Pancreatic cancer is a progressive, highly metastatic disease with the worst overall survival rate of any cancer in the US. The genomic landscape of pancreatic ductal adenocarcinomas (PDAC) is marked by few recurrent mutations and chromosomal instability. Somatic oncogenic mutations in KRAS are initiating driving events, followed by loss of tumor suppressor genes CDKN2A, TP53 and SMAD4. Defining additional cooperating genetic events that contribute to cancer progression and metastasis has proven to be challenging, due in part to the inter- and intra-tumor heterogeneity of genomic aberrations in primary tumors, marked by hundreds of infrequent mutations and a high propensity of gene copy number alterations (CNAs).

In an effort to identify genes that cooperate with oncogenic KrasG12D to drive PDAC in a mouse model, we performed a forward genetic screen using Sleeping Beauty (SB) insertional mutagenesis (Mann et al., PNAS 2012). The SB_PDAC model recapitulates all the histological hallmarks of human PDAC, including metastasis to the liver, peritoneum and lung, and is defined by hundreds of genes statistically enriched for SB insertions, indicative of positive selection. While there is statistical enrichment for SB_PDAC candidate driver genes with human homologs contain missense mutations in PDAC, the majority of SB_PDAC candidate drivers are not mutated in human PDAC genomes. Rather, these genes are differentially expressed, subject to CNAs and/or participate in biological pathways and processes associated with PDAC, including TGF-beta signaling, chromatin remodeling, axon guidance and RNA processing.

We have validated a number of novel pancreatic cancer drivers that contribute to primary tumor growth and metastases using orthotopic mouse models. Comparative genomic analysis of our SB_PDAC model with available mutational, transcriptome and proteomic data for human pancreatic cancer implicates these genes in disease progression. We use organoids, patient-derived cell lines and novel mouse models to delineate the biological context in which defined drivers cooperate to confer metastatic potential to pancreatic cancer cells and to investigate their participation in metastatic maintenance. The overall goal of our research is to identify biological vulnerabilities of pancreatic cancer metastases that may be harnessed for therapeutic targets.

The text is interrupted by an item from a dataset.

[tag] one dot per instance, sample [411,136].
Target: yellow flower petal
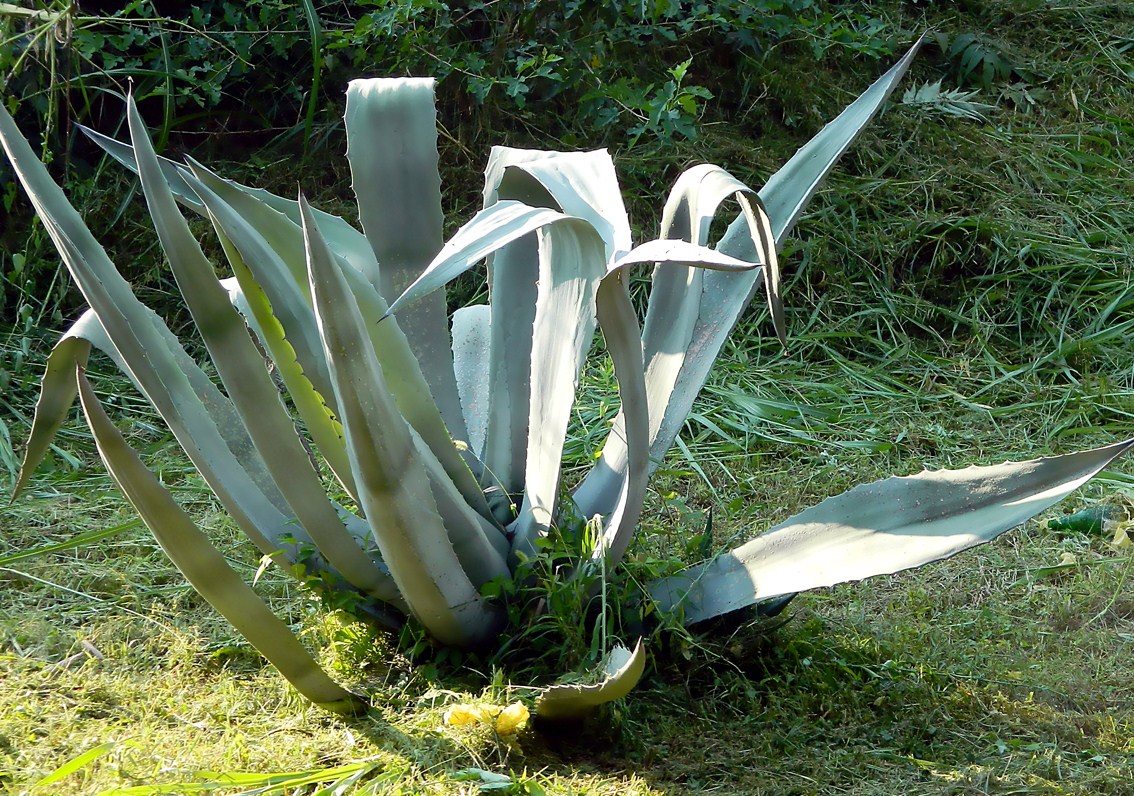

We have also statistically identified a number of intriguing co-occurrence relationships between drivers in the SB_PDAC model and a high degree of intra-tumor heterogeneity (ITH). We are further investigating how ITH contributes to cancer progression. Using cells isolated from SB_PDAC tumors, we can enrich for sub clones that cooperate to drive primary tumors and resulting metastases in transplantation models. SB insertions tag tumor clones; using the SBCapSeq analysis platform we can identify the drivers present within the sub clones and explore the evolutionary relationships among primary and metastatic clones.